By considering all the aspects of this review, the robustness of the achieved database as well as the reliability of the results will be dramatically enhanced. Such databases can reveal the high sensitivity of Raman spectroscopy towards high-performing identification routines for different sample types. In the end, these approaches are helpful in establishing methods which can be used for routine measurements in non-specialized spectroscopical laboratories. However, before this can be the case several challenges remain that are linked to the variety of possible fields of application as well as the required tools that need to be developed in order to make Raman spectroscopy routinely applicable. It is important to specify the application and incorporate all of its special requirements into the design of Raman-based tests. In many cases, larger databases need to be created, much larger than those existing for research purposes or proof-of-concept studies. Also, specific AI-based tools need to be designed to fulfil the required high-accuracy standards present in routine analysis and overcome possible robustness issues in the data that are caused by inter- or intrasample variations as well as other independent factors. Finally, the operators need to be trained to correctly evaluate Raman data and overcome the mindset caused by the label-dependent analytical methods that are currently the gold standard in almost all fields.

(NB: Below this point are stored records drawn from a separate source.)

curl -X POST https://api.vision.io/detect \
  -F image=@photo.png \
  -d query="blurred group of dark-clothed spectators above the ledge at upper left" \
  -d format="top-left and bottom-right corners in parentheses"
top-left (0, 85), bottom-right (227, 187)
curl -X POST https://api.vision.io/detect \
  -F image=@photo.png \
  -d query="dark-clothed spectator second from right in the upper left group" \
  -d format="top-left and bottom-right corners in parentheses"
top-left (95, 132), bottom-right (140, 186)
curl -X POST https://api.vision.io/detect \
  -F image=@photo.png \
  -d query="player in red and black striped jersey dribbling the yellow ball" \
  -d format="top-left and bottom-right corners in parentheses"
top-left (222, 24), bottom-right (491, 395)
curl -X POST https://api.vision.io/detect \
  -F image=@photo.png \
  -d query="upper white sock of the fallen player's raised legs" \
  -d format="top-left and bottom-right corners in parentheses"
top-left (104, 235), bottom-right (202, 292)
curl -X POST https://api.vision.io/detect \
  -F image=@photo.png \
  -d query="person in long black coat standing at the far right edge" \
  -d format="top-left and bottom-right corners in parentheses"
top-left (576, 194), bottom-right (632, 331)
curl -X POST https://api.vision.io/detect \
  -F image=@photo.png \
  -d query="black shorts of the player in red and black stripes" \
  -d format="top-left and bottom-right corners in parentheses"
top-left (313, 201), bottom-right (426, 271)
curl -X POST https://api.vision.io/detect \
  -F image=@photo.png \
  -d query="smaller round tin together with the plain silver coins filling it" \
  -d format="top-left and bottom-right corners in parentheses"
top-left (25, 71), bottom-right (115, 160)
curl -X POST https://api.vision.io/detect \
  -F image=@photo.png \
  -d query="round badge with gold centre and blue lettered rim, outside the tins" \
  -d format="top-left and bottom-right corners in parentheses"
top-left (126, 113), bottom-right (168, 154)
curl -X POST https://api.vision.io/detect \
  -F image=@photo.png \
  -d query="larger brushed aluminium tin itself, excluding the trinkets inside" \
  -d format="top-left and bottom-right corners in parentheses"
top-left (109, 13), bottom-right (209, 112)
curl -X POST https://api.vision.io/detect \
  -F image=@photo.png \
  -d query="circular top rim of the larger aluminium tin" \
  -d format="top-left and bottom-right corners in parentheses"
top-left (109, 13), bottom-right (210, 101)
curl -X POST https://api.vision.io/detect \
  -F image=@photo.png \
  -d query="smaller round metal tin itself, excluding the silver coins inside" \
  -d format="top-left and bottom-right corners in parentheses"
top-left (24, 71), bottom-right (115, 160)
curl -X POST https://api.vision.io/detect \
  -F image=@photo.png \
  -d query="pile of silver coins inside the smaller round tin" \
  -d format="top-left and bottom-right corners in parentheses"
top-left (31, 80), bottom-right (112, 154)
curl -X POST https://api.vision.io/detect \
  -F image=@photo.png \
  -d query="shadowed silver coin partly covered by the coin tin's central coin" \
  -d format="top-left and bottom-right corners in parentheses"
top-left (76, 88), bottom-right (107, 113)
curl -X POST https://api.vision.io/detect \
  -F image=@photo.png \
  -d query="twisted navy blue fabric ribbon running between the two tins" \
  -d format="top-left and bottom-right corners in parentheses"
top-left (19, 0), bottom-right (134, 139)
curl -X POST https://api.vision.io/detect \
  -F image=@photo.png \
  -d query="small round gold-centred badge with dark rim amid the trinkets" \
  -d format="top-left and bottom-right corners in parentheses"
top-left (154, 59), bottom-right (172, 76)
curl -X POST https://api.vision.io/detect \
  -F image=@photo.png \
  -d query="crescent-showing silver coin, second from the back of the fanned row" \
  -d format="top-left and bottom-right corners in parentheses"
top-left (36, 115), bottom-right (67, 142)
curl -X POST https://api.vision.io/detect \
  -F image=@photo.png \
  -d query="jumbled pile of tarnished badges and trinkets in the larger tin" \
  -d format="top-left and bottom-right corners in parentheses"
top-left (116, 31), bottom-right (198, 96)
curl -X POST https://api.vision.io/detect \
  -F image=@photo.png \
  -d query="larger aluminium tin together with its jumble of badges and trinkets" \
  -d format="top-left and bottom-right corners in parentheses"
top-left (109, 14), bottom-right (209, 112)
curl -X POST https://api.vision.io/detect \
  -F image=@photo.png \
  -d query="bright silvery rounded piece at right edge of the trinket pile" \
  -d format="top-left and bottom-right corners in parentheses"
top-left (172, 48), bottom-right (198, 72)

The main merits of Raman spectroscopy of bacteria are the high speed and sensitivity that can be provided by label-free evaluation. On the other hand, the spectral signature is prone to be influenced by factors related to the sample workflow and handling. This disadvantage necessitates careful design of SOPs as well as robust and constant quality control to avoid complications. When these demanding standards are applied, however, the advantages of this analytical tool can be fully exploited.